Tropical Storm Guillermo Update – 11 p.m.
- A Tropical Storm Watch is in effect for Hawaii Island, as well as the Islands of Maui, Molokai, Lanai and Kahoolawe. A Tropical Storm Watch means that tropical storm conditions are possible within the watch area, generally within 48 hours.
- As of 11 p.m. HST Tropical Storm Guillermo was 485 miles east of Hilo, Hawaii. The storm is moving northwest at 12 mph. The National Weather Service says the center of Guillermo is expected to pass 170 miles northeast of Hilo Wednesday afternoon and around 130 miles north of Maui Wednesday night.
- Tropical Storm Guillermo strengthened a bit since the 5 p.m. update. Maximum sustained winds are now measured at 70 mph with higher gusts. Little change in strength is expected through Wednesday morning, with slow but steady weakening anticipated thereafter. “It is not out of the question that Guillermo could become a hurricane over the next 12 hours,” NWS said in the 11 p.m. discussion (below).
- Total rainfall amounts of 1 to 3 inches are expected on Hawaii Island, with isolated maximum amounts near 7 inches mainly in higher terrain.
- A High Surf Advisory is now in effect for east facing shores of all islands.
National Weather Service – 11 p.m.
The latest infrared satellite presentation of Guillermo has improved since the last advisory…With persistent deep convection remaining near and to the northeast of the low level circulation center. It remains evident that Guillermo is undergoing quite a bit of westerly wind shear with the deep convection tilting the system off to the northeast… And this is shown well by the latest Uw-cimss vertical wind shear analysis indicating 20 knots of shear from 265 degrees. Despite the vertical wind shear present over the system… Dvorak classifications from PHFO… SAB… And JTWC continue to indicate t numbers of 3.5 or 55 knots. The final decision on the initial intensity was based heavily on timely data from the u.S. 53rd Weather Reconnaissance Aircraft which is currently sampling the inner core of Guillermo. The aircraft found max flight level winds of 72 knots… 33 nm northeast of the center of circulation. Adjusting the flight level winds to the surface yields surface winds of 58 mph. Additionally… SFMR data from the aircraft indicated surface winds as strong as 68 knots to the northeast of the center. Some of the SFMR winds may have been rainfall contaminated… And as a result… The initial intensity of Guillermo utilized a blend of the flight level and SFMR winds and was set at 60 knots… Just below Hurricane strength.

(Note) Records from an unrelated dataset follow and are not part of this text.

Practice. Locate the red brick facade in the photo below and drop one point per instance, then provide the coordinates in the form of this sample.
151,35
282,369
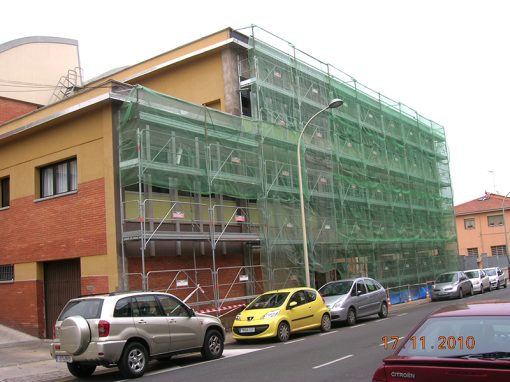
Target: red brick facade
22,306
10,109
54,229
64,227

The initial position of the system was based on center fix positions from the reconnaissance aircraft as well… With an initial motion toward the northwest or 325 degrees at 10 knots. The latest model guidance shows the track shifting back slightly toward the left or closer to the Hawaiian Islands… But these models appear to be struggling with the current motion. The systems motion appears to be driven largely by a weakness in the mid-upper level ridge which extends from Guillermo off to the northwest to a location near 30n157w. This weakness in the ridge is driving the motion of Guillermo at the current time due to the deep convection in place near and to the northeast of the circulation center. As a result… The official forecast follows a direction on the north side of the guidance envelope through 24 hours which assumes maintenance of deep convection and interaction with the weakness in the mid-upper level ridge. Beyond 24 hours as westerly wind shear is forecast to increase significantly over the system… A shift toward the west-northwest is expected… Which is very close to the previous official forecast track. On this track… The closest approach of Guillermo remains well to the northeast of all the Hawaiian Islands… So the watch was maintained with this advisory package. If the track shifts back closer to the islands later tonight or Tuesday… A tropical storm warning may be needed for the Big Island or Maui County… But this is not anticipated at this time.
The intensity forecast for Guillermo is a blend of icon and hwrf intensity guidance along with weight given to the previous official forecast. The global models are showing the potential for decreasing vertical wind shear later tonight with a window of opportunity for strengthening possible through wednesday 05/18z. After 05/18z… Vertical wind shear is forecast to strengthen to 25 knots or greater over the system… And this should lead to steady weakening of the system thereafter. Given the potential for weakening of the shear along with favorable sea surface temperatures of around 82 degrees fahrenheit based on modis data from earlier this afternoon… It is not out of the question that Guillermo could become a hurricane over the next 12 hours. The official intensity forecast will show little change in strength however over the next 12 hours… Then show slow but steady weakening through 120 hours.
Another reconnaissance aircraft mission into Guillermo is scheduled for 12z Tuesday morning. The valuable data transmitted in real-time from these missions will help us to better determine the location… Intensity and size of the tropical storm… Along with any potential impacts to the Hawaiian Islands.